Carl Bower
Chasing Cinderella The pageants of Colombia are a petri dish for examining the nature of beauty and how we cope with adversity. Set against a backdrop of poverty, crime and the hemisphere's longest running civil war, nowhere are the contests more ubiquitous and revered. In these carefully scripted shows of...
Chasing Cinderella
The pageants of Colombia are a petri dish for examining the nature of beauty and how we cope with adversity. Set against a backdrop of poverty, crime and the hemisphere's longest running civil war, nowhere are the contests more ubiquitous and revered. In these carefully scripted shows of fantasy, beauty as a concept, commodity and singular goal is stripped to its raw elements. There is no ambiguity or pretense that anything else matters.
Icons of a rigidly defined ideal, the contestants highlight the conflated relationship between beauty and attraction. Many stir recollections of the same perfect features seen elsewhere, with the same flirtatious laughter, mock surprise and relentless optimism. In their quest for adoration many erase all traces of individuality.

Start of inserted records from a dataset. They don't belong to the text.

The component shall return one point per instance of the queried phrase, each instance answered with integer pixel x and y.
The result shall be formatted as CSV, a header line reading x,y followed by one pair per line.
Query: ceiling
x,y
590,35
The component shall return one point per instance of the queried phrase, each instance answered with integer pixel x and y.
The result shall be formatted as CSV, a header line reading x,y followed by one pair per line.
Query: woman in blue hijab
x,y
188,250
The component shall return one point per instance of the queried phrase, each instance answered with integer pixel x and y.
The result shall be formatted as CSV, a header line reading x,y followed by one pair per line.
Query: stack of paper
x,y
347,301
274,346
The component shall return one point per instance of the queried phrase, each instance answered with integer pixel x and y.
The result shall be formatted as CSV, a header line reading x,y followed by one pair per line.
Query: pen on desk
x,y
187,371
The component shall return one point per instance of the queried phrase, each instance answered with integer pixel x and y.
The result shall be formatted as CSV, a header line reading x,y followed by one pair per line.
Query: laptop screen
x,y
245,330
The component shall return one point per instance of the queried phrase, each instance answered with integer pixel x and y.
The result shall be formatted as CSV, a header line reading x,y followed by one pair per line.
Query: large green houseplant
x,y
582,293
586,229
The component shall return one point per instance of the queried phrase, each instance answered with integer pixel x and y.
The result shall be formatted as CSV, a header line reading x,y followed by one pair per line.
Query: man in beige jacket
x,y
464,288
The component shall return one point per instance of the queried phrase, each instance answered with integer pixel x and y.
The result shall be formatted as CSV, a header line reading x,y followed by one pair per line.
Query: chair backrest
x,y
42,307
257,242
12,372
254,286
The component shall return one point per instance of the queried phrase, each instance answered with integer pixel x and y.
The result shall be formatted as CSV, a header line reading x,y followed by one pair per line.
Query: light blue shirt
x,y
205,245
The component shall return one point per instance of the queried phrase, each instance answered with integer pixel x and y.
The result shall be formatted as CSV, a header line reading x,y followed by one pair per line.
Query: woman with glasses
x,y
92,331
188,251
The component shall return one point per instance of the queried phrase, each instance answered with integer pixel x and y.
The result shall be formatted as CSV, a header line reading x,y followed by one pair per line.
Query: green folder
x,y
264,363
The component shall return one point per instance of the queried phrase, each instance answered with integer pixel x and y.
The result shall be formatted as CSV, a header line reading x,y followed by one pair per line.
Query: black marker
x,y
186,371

While the contests often provoke outrage and ridicule elsewhere, in the Colombian context the issue is more complicated. The pageants' popularity ebbs and flows with the level of violence in the country. Millions follow the contests in a vicarious relationship with the queens, clinging to the Cinderella fantasy of magically transcending poverty. The contests project an image of normalcy, a refusal to be defined by the violence or to live as if besieged. They are a form of denial and defiance, an escape, wholly frivolous and possibly essential.